Eduardo Elísio Machado Souto de Moura (; born 25 July 1952), better known as Eduardo Souto de Moura, is a Portuguese architect who was the recipient of the Pritzker Architecture Prize in 2011 and the Wolf Prize in Arts in 2013. Along with Fernando Távora and Álvaro Siza, he is one of the alumni of the Porto School of Architecture, where he was appointed a Professor.

Life and career

Family
Souto de Moura is the son of medical doctor José Alberto Souto de Moura and wife Maria Teresa Ramos Machado.  His brother is José Souto de Moura, former 9th Attorney-General of Portugal.

Education
Souto de Moura was born in Porto, and studied sculpture before switching to architecture at the School of Fine Arts of the University of Porto, the current FAUP – Faculdade de Arquitectura da Universidade do Porto, and receiving his degree in 1980. From 1974 to 1979 he worked with Álvaro Siza Vieira at his architectural practice, who encouraged him to start his own firm.

Early career
Souto de Moura began his career as an independent architect in 1980, after winning a design competition for the Casa das Artes, a cultural center with an auditorium and an exhibition gallery in the gardens of a neo-classical mansion, in his native city of Porto. However, Souto de Moura collaborated with Siza on the Portuguese pavilion at the Expo 2000 in Hanover, Germany, and Serpentine Gallery's annual summer pavilion in 2004.
 
Souto de Moura's early commissions were often modest residential houses, mainly in his native country.

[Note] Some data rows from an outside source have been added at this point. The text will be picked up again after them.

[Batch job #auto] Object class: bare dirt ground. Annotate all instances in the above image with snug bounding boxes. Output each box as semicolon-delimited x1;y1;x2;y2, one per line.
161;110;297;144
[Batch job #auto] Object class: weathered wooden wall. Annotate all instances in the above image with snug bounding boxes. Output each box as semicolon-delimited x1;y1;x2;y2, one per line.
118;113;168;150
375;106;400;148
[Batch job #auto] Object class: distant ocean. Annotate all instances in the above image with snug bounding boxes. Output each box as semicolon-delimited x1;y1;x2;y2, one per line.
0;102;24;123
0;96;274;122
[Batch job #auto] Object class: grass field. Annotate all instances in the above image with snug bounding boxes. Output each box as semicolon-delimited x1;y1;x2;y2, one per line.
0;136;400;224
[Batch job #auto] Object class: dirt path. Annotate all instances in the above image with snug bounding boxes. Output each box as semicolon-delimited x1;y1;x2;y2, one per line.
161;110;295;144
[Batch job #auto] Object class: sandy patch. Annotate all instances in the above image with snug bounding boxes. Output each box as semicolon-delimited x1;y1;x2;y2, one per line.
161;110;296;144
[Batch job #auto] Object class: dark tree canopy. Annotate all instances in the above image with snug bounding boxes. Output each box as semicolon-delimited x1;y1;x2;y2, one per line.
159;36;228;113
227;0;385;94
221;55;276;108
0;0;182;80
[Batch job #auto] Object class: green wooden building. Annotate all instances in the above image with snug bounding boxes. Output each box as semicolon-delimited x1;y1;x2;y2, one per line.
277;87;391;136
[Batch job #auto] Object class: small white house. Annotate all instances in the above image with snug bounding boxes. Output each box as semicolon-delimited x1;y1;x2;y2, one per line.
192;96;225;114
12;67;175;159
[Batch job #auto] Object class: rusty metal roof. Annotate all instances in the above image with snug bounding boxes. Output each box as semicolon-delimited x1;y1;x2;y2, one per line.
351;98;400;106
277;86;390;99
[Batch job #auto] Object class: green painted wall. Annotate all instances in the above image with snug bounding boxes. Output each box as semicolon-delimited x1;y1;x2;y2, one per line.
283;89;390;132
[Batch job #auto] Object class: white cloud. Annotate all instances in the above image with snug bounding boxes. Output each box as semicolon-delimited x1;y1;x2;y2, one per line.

Later, he was commissioned with shopping centers, schools, art galleries, and a cinema, in countries including Spain, Italy, Germany, the United Kingdom, and Switzerland. Between 1989 and 1997, Souto de Moura spent eight years on the restoration of Santa Maria do Bouro, a half-destroyed 12th-century monastery in Amares, transforming it into a Pousada.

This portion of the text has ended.